/remote-functions

Provides type enforced remotely executable Python functions

Primary LanguagePythonMIT LicenseMIT

remote-functions


Remote-functions provides type enforced remotely run Python functions. Using remote-functions, developers can run Python functions from any device with any programming language.

Key Features

  • Fast: Built on top of FastAPI.
  • Easy: Designed to be easy to use and learn.
  • Type Checking: Built-in type checking for function arguments.

Requirements

Python 3.8+

Installation

$ pip install remote-functions

Example

Server side

  • Create a file server.py with:
from remote_functions import remote, start


@remote(enforce_types=True)
def add(a: int, b: int):
    return a + b

if __name__ == '__main__':   
    start()

Client side

  • Create a file client.py with:
from remote_functions import Executor

api_url = "http://127.0.0.1:8000"
ex = Executor(api_url)

# calling a function requires two parts seperated by a slash. The class name comes
# first (if the function is not apart of a class, it's class name is "main"). All
# function callback names are lowercase. The callback name shown below tells us
# we are trying to execute the function add() that is not inside of a class. 
resp = ex.execute("main/add", a=2, b=3)
if resp.exit_code == 0:
    # function executed successfully
    print(resp.response)  # 5
elif resp.exit_code == 1:
    # function arguments were malformed
    print(resp.response)
elif resp.exit_code == 2:
    # function had an exception during execution
    print(resp.response)  # gives us the full traceback for easy debugging
Add authentication

If you want to protect your application from unauthorized access, you can enable key based authentication.

To enable authentication change your server.py file to:

from remote_functions import remote, start, Settings

settings = Settings()
settings.authorization = "super_secret_key"


@remote(enforce_types=True, settings=settings)
def add(a: int, b: int):
    return a + b


if __name__ == '__main__':
    start()

Then in client.py add the authorization argument

from remote_functions import Executor

api_url = "http://127.0.0.1:8000"
ex = Executor(api_url, authorization="super_secret_key")

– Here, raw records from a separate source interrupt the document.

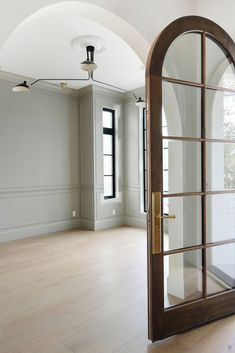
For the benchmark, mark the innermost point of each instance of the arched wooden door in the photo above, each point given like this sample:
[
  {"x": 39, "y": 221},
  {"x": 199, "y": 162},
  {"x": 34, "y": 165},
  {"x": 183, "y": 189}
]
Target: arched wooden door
[{"x": 191, "y": 156}]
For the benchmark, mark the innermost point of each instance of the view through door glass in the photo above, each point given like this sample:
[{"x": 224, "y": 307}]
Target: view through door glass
[{"x": 198, "y": 153}]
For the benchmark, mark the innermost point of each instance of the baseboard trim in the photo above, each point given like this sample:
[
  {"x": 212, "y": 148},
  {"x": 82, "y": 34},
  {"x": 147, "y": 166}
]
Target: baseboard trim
[
  {"x": 37, "y": 229},
  {"x": 139, "y": 222},
  {"x": 109, "y": 223}
]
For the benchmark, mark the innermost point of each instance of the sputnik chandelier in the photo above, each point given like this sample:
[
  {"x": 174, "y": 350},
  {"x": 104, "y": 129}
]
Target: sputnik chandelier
[{"x": 88, "y": 65}]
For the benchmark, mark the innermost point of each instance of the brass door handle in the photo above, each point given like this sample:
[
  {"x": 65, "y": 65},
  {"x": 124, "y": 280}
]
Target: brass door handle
[{"x": 166, "y": 217}]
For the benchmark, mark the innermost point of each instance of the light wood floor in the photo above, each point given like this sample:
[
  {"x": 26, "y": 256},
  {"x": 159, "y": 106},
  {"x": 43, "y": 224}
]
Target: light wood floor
[{"x": 85, "y": 292}]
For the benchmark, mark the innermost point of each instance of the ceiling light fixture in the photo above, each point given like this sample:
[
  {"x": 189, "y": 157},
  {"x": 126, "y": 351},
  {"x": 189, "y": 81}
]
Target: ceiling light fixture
[
  {"x": 88, "y": 65},
  {"x": 21, "y": 87}
]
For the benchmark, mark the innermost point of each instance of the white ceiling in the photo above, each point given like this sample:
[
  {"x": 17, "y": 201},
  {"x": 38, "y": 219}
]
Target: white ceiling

resp = ex.execute("add", a=2, b=3)
if resp.exit_code == 0:
    # function executed successfully
    print(resp.response)  # 5
elif resp.exit_code == 1:
    # function arguments were malformed
    print(resp.response)
elif resp.exit_code == 2:
    # function had an exception during execution
    print(resp.response)  # gives us the full traceback for easy debugging

Run it

First start the server with:

$ python server.py

Then run client.py to test your remote function

$ python client.py
Deploy in production

To deploy your application for production you just have to slightly modify your server.py file by changing the host and port

from remote_functions import remote, start


@remote(enforce_types=True)
def add(a: int, b: int):
    return a + b


if __name__ == '__main__':
    start(host="0.0.0.0", port=80)

License

This project is licensed under the terms of the MIT license.